I have a pandas data frame like this (represent a investment portfolio):
data = {'category':['stock', 'bond', 'cash', 'stock',’cash’],
'name':[‘AA’ , ‘BB’, ‘CC’, ‘DD’, ’EE’],
'quantity':[2, 2, 10, 4, 3],
'price':[10, 15, 4, 2, 4],
'value':[ 20, 30, 40,8, 12],
df = pd.DataFrame(data)
I would like to generate a report in a text file that looks like this :
Stock: Total: 60
Name quantity price value
AA 2 10 20
CC 10 4 40
Bond: Total: 60
Name quantity price value
BB 2 15 30
Cash: Total: 52
Name quantity price value
CC 10 4 40
EE 3 4 12
I found a way to do this by looping through a list of dataframe but it is kind of ugly, I think there should be a way with iterrow or iteritem, but I can’t make it work.
Thank you for your help !
CodePudding user response:
You should try this library pandas-profiling
which will create an HTML report of your dataset with descriptive statistics.
You can install it with :
pip install pandas-profiling
And then use it with:
from pandas_profiling import ProfileReport
profile = ProfileReport(df, title="Pandas Profiling Report")

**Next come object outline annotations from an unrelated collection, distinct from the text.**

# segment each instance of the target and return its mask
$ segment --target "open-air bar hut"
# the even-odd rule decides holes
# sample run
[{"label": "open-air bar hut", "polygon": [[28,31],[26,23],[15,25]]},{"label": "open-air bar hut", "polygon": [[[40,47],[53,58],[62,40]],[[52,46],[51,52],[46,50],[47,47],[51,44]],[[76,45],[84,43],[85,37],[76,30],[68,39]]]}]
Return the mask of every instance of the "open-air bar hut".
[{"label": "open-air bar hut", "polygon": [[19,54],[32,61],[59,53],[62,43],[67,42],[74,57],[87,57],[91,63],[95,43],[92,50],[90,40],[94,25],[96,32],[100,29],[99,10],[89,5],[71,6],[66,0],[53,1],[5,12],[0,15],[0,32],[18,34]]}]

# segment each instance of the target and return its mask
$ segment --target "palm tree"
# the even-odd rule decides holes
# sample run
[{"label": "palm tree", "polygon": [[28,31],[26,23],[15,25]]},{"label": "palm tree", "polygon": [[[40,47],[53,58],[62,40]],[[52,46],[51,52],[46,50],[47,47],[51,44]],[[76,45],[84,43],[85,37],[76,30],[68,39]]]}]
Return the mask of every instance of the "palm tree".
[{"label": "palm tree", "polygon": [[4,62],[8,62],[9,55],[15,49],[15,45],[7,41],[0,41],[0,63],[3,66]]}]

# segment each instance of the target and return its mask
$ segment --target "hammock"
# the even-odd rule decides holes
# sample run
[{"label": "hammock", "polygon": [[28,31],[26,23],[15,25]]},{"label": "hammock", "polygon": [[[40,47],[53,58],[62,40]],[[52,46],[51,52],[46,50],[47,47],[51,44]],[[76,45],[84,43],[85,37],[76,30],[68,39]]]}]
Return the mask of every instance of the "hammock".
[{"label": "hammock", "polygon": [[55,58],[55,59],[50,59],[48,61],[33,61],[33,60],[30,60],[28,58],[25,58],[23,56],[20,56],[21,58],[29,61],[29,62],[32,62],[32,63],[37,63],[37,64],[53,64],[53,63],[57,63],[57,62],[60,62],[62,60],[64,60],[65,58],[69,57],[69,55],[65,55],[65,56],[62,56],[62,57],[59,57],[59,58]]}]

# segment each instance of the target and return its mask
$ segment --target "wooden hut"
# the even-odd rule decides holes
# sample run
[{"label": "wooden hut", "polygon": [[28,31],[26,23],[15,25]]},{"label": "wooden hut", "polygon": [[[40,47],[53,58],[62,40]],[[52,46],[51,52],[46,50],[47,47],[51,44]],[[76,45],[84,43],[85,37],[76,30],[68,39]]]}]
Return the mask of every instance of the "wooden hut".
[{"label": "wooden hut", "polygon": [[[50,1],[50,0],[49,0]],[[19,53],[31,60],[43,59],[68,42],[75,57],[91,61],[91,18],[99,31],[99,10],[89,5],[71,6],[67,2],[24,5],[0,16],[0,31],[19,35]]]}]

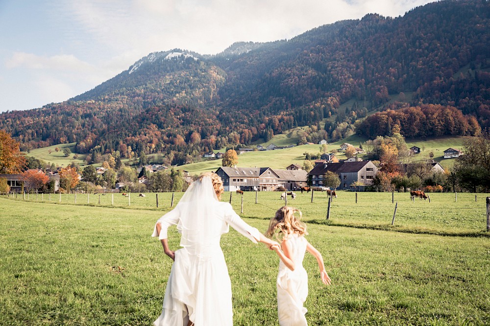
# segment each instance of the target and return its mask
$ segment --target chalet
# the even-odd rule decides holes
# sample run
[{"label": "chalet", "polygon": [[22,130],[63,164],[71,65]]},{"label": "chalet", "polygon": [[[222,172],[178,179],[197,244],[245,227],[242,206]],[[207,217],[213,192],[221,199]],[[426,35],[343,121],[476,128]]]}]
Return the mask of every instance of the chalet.
[{"label": "chalet", "polygon": [[416,146],[413,146],[410,147],[410,150],[412,151],[412,152],[414,154],[420,153],[420,148]]},{"label": "chalet", "polygon": [[253,150],[251,148],[239,148],[238,149],[238,154],[239,155],[240,154],[243,154],[244,153],[247,153],[248,152],[253,152]]},{"label": "chalet", "polygon": [[308,172],[304,170],[278,170],[274,172],[279,176],[278,186],[294,190],[306,186]]},{"label": "chalet", "polygon": [[320,156],[320,159],[327,161],[327,163],[337,163],[339,162],[339,160],[335,157],[335,154],[332,153],[322,154]]},{"label": "chalet", "polygon": [[366,186],[371,185],[378,168],[370,161],[317,164],[308,173],[312,186],[324,186],[323,176],[328,171],[339,176],[341,181],[339,189],[347,189],[356,181],[360,181]]},{"label": "chalet", "polygon": [[288,165],[286,168],[286,170],[302,170],[303,167],[297,164],[292,164]]},{"label": "chalet", "polygon": [[221,166],[216,173],[223,180],[225,191],[272,191],[278,186],[279,176],[269,167]]},{"label": "chalet", "polygon": [[[349,146],[352,146],[352,145],[348,142],[344,142],[340,145],[340,149],[341,150],[344,151],[346,149],[347,149],[347,148]],[[352,147],[353,147],[354,146],[352,146]]]},{"label": "chalet", "polygon": [[363,162],[362,159],[360,159],[358,157],[356,157],[355,156],[352,156],[352,157],[349,157],[347,160],[344,160],[344,162]]},{"label": "chalet", "polygon": [[443,173],[444,171],[445,171],[444,168],[442,167],[442,165],[439,164],[438,162],[433,162],[430,164],[432,166],[432,167],[430,169],[431,172]]},{"label": "chalet", "polygon": [[[60,176],[58,174],[47,173],[49,181],[54,180],[54,191],[60,188]],[[10,191],[13,192],[21,192],[23,188],[24,179],[21,174],[0,174],[0,178],[7,179],[7,185],[10,187]]]},{"label": "chalet", "polygon": [[455,157],[459,157],[460,155],[462,155],[463,152],[458,149],[454,149],[454,148],[449,148],[444,151],[444,159],[452,159]]},{"label": "chalet", "polygon": [[275,149],[275,148],[277,147],[277,146],[274,145],[274,144],[270,144],[270,145],[268,145],[267,147],[266,147],[266,150],[270,151],[273,149]]}]

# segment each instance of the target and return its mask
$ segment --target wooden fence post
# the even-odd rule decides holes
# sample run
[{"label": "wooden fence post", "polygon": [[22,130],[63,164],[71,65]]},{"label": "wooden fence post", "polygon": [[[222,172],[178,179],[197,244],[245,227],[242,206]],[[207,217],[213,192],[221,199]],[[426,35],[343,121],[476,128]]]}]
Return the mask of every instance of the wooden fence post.
[{"label": "wooden fence post", "polygon": [[396,204],[395,205],[395,211],[393,213],[393,219],[392,220],[392,225],[393,225],[395,223],[395,215],[396,215],[396,208],[398,207],[398,202],[396,202]]},{"label": "wooden fence post", "polygon": [[[356,194],[357,195],[357,193],[356,193]],[[331,196],[328,197],[328,206],[327,207],[327,220],[330,219],[330,202],[331,199]]]},{"label": "wooden fence post", "polygon": [[490,197],[487,197],[487,232],[490,232]]}]

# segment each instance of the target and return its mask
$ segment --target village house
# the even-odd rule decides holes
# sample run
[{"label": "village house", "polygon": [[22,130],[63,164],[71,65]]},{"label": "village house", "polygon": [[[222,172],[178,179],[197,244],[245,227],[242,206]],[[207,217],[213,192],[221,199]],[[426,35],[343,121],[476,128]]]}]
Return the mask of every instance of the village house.
[{"label": "village house", "polygon": [[411,151],[412,151],[412,152],[414,154],[420,153],[420,148],[416,146],[412,146],[411,147],[410,147],[410,149]]},{"label": "village house", "polygon": [[[349,144],[348,142],[344,142],[344,143],[343,143],[343,144],[342,144],[342,145],[340,145],[341,150],[344,151],[346,149],[347,149],[347,148],[348,147],[349,147],[349,146],[352,146],[352,145],[351,145],[351,144]],[[353,147],[354,146],[352,146],[352,147]]]},{"label": "village house", "polygon": [[286,170],[302,170],[303,167],[297,164],[292,164],[288,165],[286,168]]},{"label": "village house", "polygon": [[216,173],[223,180],[225,191],[272,191],[278,186],[279,176],[269,167],[220,166]]},{"label": "village house", "polygon": [[[60,176],[59,174],[51,174],[46,173],[49,178],[49,181],[54,180],[54,191],[57,191],[60,188]],[[0,174],[0,178],[7,179],[7,185],[10,187],[10,191],[13,192],[21,192],[24,179],[21,174]],[[80,176],[79,175],[79,179]]]},{"label": "village house", "polygon": [[444,151],[444,159],[452,159],[455,157],[459,157],[460,155],[462,155],[463,152],[459,149],[449,148]]},{"label": "village house", "polygon": [[279,170],[274,172],[279,176],[278,186],[292,190],[306,186],[308,172],[304,170]]},{"label": "village house", "polygon": [[351,188],[351,185],[360,181],[365,186],[372,184],[372,180],[378,169],[370,161],[360,162],[339,162],[338,163],[318,163],[308,173],[314,187],[324,186],[323,177],[327,171],[336,173],[340,179],[338,189]]}]

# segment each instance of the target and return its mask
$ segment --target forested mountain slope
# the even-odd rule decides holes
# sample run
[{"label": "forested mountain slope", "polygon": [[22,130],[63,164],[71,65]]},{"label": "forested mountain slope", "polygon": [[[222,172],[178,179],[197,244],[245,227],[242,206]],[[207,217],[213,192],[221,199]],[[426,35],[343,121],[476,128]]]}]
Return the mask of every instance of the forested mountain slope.
[{"label": "forested mountain slope", "polygon": [[[155,52],[69,101],[4,113],[0,128],[24,148],[76,141],[77,151],[93,157],[166,152],[178,163],[297,126],[311,126],[309,140],[345,136],[368,112],[383,111],[391,95],[411,93],[412,103],[389,108],[426,112],[424,105],[435,104],[462,121],[447,132],[471,134],[490,126],[489,18],[487,1],[447,0],[403,17],[370,14],[325,25],[289,40],[236,43],[215,56]],[[351,107],[339,110],[352,99]],[[389,134],[387,126],[409,125],[400,115],[377,117],[358,132],[371,137],[366,131]]]}]

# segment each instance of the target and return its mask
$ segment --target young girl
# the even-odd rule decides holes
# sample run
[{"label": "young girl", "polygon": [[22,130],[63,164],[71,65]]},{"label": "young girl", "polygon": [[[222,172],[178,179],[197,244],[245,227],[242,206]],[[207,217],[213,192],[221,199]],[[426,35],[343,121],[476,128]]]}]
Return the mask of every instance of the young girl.
[{"label": "young girl", "polygon": [[[295,213],[299,214],[299,218],[294,216]],[[281,326],[308,325],[305,318],[307,310],[303,306],[308,296],[308,275],[303,267],[305,252],[317,258],[323,284],[330,285],[331,281],[325,270],[321,254],[303,236],[308,233],[306,226],[299,220],[301,216],[299,210],[283,206],[270,220],[266,233],[270,238],[275,235],[281,242],[280,247],[271,246],[281,258],[276,283],[277,314]]]}]

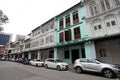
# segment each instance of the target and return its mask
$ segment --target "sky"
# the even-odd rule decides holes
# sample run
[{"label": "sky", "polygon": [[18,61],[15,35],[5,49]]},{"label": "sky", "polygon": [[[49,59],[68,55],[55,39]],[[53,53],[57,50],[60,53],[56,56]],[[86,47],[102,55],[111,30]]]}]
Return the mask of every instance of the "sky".
[{"label": "sky", "polygon": [[9,18],[4,32],[27,35],[54,16],[69,9],[80,0],[0,0],[0,10]]}]

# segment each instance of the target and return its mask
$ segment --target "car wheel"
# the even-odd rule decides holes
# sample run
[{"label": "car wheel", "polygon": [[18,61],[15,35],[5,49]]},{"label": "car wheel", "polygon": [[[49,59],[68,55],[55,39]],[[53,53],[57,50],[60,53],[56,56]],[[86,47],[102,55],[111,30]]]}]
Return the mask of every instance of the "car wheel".
[{"label": "car wheel", "polygon": [[110,69],[104,69],[104,70],[103,70],[103,74],[104,74],[104,76],[105,76],[106,78],[112,78],[112,77],[115,76],[115,75],[114,75],[114,72],[113,72],[112,70],[110,70]]},{"label": "car wheel", "polygon": [[60,66],[57,66],[57,68],[56,68],[58,71],[60,71],[61,70],[61,68],[60,68]]},{"label": "car wheel", "polygon": [[82,68],[81,67],[76,67],[75,72],[80,74],[82,72]]},{"label": "car wheel", "polygon": [[36,67],[38,67],[38,64],[36,64]]},{"label": "car wheel", "polygon": [[46,69],[48,68],[48,65],[47,65],[47,64],[45,64],[45,68],[46,68]]}]

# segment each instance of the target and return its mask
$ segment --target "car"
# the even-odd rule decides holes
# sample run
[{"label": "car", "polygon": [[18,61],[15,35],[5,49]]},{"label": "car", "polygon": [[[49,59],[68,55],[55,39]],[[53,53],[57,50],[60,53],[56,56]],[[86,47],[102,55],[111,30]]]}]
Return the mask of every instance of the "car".
[{"label": "car", "polygon": [[23,63],[23,64],[25,64],[25,65],[28,65],[28,64],[29,64],[29,62],[30,62],[30,60],[29,60],[29,59],[24,58],[22,63]]},{"label": "car", "polygon": [[107,78],[115,77],[120,74],[119,66],[102,63],[96,59],[81,58],[74,61],[73,68],[76,73],[92,71],[102,73]]},{"label": "car", "polygon": [[57,69],[58,71],[68,69],[67,63],[63,62],[60,59],[54,59],[54,58],[46,59],[44,66],[45,68],[53,68],[53,69]]},{"label": "car", "polygon": [[44,62],[41,59],[30,60],[30,64],[33,65],[33,66],[37,66],[37,67],[44,66]]}]

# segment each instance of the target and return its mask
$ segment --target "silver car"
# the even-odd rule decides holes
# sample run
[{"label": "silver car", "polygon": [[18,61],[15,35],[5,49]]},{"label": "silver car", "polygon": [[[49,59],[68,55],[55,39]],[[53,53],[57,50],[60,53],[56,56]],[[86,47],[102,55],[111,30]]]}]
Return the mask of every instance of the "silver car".
[{"label": "silver car", "polygon": [[81,58],[74,62],[74,69],[76,73],[81,73],[83,71],[92,71],[102,73],[107,78],[115,77],[120,74],[119,66],[112,64],[102,63],[95,59]]},{"label": "silver car", "polygon": [[59,59],[48,58],[44,63],[45,68],[54,68],[58,71],[68,69],[68,64]]}]

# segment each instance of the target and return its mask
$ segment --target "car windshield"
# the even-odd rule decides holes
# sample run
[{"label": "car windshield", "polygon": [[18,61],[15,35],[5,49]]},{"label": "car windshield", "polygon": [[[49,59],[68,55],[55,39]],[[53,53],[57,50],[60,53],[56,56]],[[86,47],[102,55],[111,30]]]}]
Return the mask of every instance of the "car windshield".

profile.to_file("your_report.html")
CodePudding user response:
You can loop by groupby
object and write custom header with data:
for i, g in df.groupby('category', sort=False):
with open('out.csv', 'a') as f:
f.write(f'{i}: Total: {g["value"].sum()}\n')
(g.drop('category', axis=1)
.to_csv(f, index=False, mode='a', sep='\t', line_terminator='\n'))
f.write('\n')
Output:
stock: Total: 28
name quantity price value
AA 2 10 20
DD 4 2 8
bond: Total: 30
name quantity price value
B 2 15 30
cash: Total: 52
name quantity price value
CC 10 4 40
EE 3 4 12